Badgers (almost) everywhere

Passed on with no specific comment:


Tubewhacking

Pimlico is the only station on the tube which does not contain any of the letters in the word "Badger". Proof is here at last.
Type in any word to see which stations do not contain its letters. Most people type "badger" first.
See also.

I can't transfer it, I'll transferret

Hugh Pennington on swine flu and "the ferret route":
To start growing, the virus has to get deep into the lungs. The surest way for this to happen is to be a South East Asian cockfighter. They stimulate the birds by spitting down their throats; the birds spit back.

Ron Fouchier, a virologist at the Erasmus Medical Centre, Rotterdam, has caused a controversy by creating an H5N1 virus in the laboratory that can spread easily from ferret to ferret. In general, flu behaves in them as it does in humans. So his new virus could have the potential to cause a pandemic with a 60 per cent mortality.[...]

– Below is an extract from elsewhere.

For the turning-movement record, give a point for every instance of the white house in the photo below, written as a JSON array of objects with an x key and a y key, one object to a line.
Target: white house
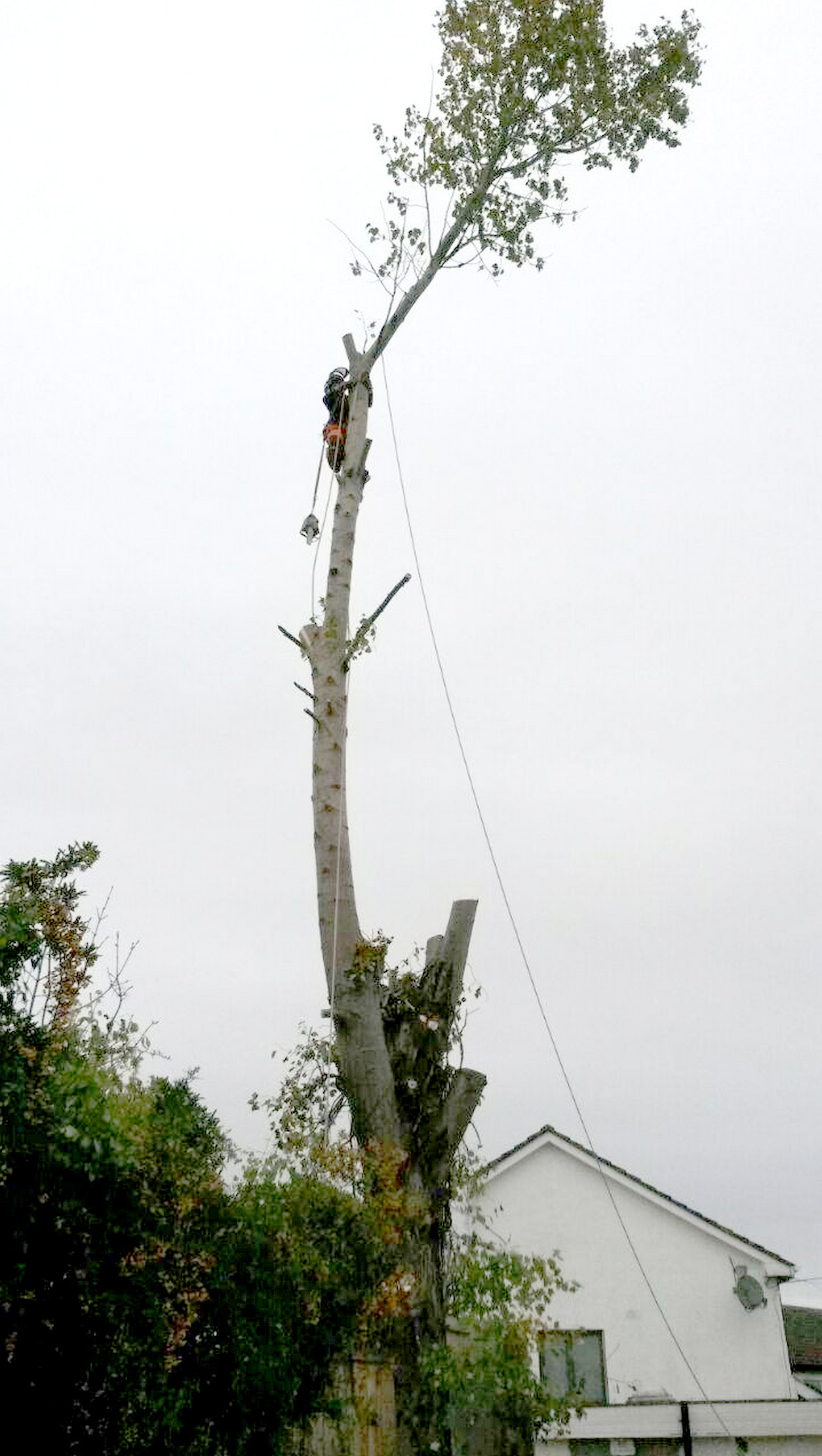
[{"x": 675, "y": 1328}]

According to information already available, however, Fourchier essentially generated his new virus using the 19th-century approach of growing it in an animal over and over again. After ten transfers, the virus had adapted to ferrets. This experiment does not need complex laboratory facilities. An egg incubator, a supply of fertilised hens eggs and a syringe are all that are needed. I grew litres of virus this way when I used to work on bird flu. And ferrets are freely available: my great-uncle used them to hunt rabbits. The most difficult task would be getting some H5N1 virus.